To be clear, I'm not trying to be argumentative or divisive; I'm just trying to understand the animosity towards Emby and why it's so often left out of the conversation, so to speak. It's something I've never been able to wrap my head around. Thanks for taking the time to chat about this.
It certainly can work, typically, not a whole lot of users would be capable of "just forking it and bypass the paywall". And of them, most (including myself) would rather just pay up (especially for quality software). Most of those remaining might just not be able to afford it, and probably wouldn't pay anyways (Your statement is, essentially, the same that giant corporations use against piracy). The actual rude/asshole users would be what's left, a small minority of a minority.

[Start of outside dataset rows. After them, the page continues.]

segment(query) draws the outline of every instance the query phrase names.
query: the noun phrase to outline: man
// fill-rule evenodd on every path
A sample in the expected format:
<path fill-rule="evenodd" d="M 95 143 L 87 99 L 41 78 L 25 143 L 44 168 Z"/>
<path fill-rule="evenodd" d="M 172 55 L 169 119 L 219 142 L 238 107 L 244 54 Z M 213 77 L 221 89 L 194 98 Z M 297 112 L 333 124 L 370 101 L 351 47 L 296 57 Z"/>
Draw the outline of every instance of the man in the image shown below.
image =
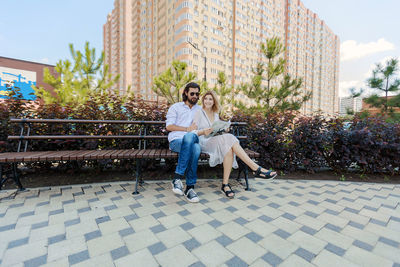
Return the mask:
<path fill-rule="evenodd" d="M 197 129 L 193 123 L 194 114 L 201 109 L 197 105 L 200 95 L 200 86 L 197 83 L 188 83 L 183 90 L 183 102 L 173 104 L 167 113 L 166 128 L 169 148 L 179 153 L 178 164 L 175 169 L 172 191 L 177 195 L 185 195 L 190 202 L 199 202 L 194 191 L 197 181 L 197 164 L 200 156 L 199 137 L 193 133 Z M 181 179 L 186 176 L 186 189 L 183 191 Z"/>

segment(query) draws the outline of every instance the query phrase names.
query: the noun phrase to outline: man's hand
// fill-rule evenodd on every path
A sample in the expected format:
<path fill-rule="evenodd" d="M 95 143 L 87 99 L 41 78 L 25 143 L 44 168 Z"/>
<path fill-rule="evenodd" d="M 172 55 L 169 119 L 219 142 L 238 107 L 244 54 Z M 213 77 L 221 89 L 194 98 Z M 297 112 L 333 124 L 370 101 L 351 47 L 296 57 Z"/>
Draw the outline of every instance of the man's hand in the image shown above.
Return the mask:
<path fill-rule="evenodd" d="M 191 132 L 193 130 L 197 130 L 197 125 L 196 123 L 192 123 L 192 125 L 190 125 L 189 127 L 187 127 L 186 132 Z"/>
<path fill-rule="evenodd" d="M 204 135 L 207 136 L 212 132 L 212 128 L 205 128 L 205 129 L 203 129 L 203 131 L 204 131 Z"/>

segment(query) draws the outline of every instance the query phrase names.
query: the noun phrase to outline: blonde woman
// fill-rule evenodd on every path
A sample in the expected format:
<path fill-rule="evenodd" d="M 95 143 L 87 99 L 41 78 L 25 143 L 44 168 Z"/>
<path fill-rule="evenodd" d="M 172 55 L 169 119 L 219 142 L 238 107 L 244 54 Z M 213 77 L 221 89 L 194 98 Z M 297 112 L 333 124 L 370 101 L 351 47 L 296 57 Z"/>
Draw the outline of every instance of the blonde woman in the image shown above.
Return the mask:
<path fill-rule="evenodd" d="M 207 153 L 210 156 L 210 166 L 214 167 L 221 163 L 224 166 L 221 191 L 225 196 L 228 198 L 233 198 L 235 196 L 235 192 L 229 185 L 229 176 L 232 167 L 235 169 L 238 168 L 236 156 L 253 170 L 256 178 L 267 180 L 274 179 L 277 175 L 276 172 L 268 171 L 252 161 L 234 135 L 224 133 L 222 135 L 207 137 L 212 132 L 211 125 L 213 122 L 219 120 L 218 112 L 220 110 L 220 105 L 214 91 L 206 92 L 201 102 L 202 109 L 198 110 L 193 118 L 193 122 L 197 125 L 197 130 L 195 132 L 199 136 L 201 152 Z"/>

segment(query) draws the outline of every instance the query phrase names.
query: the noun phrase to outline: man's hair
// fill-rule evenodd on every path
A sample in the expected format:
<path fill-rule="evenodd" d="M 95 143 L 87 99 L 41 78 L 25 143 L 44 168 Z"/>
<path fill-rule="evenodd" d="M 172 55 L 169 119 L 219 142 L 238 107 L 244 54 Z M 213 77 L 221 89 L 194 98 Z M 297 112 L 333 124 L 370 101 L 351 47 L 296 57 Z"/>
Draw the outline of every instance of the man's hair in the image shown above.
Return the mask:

The fact of going closed source, especially after making statements saying they would pretty much keep it open source (Note: this part of my memory is iffy on this, this could have been just a forum/reddit post/reply from a core dev or something (I would still be pissed about it going closed regardless, because it's actually written in one of my preferred languages, C# :/))
There are definitely a few different monetization options, they could
have just done a subscription and kindly asked those with the means financially and technically to refrain from bypassing it (gamevau.lt does this I know for sure, how well it works out for them is...TBD, kinda young project but really cool to checkout if you're a gamer)
Write a closed source plugin that would house their closed source premium options, or write each premium feature as a plugin, so intro skipping could be a plugin you just buy on their web store for example
Do subscriptions for support packages or maybe even hosting
Have a community, open source branch and a premium closed source branch like pfSense does
Problem is, they sought little input if any from the community, just announced it as a "we're doing this and that's it". No trial runs of alternative plans, surveys or anything. Which they have that right as project owners, but it doesn't make it any less a rude thing to do
I'm fairly certain I didn't, pretty sure they announced it and going closed source and then I began bailing to Plex once I saw their response.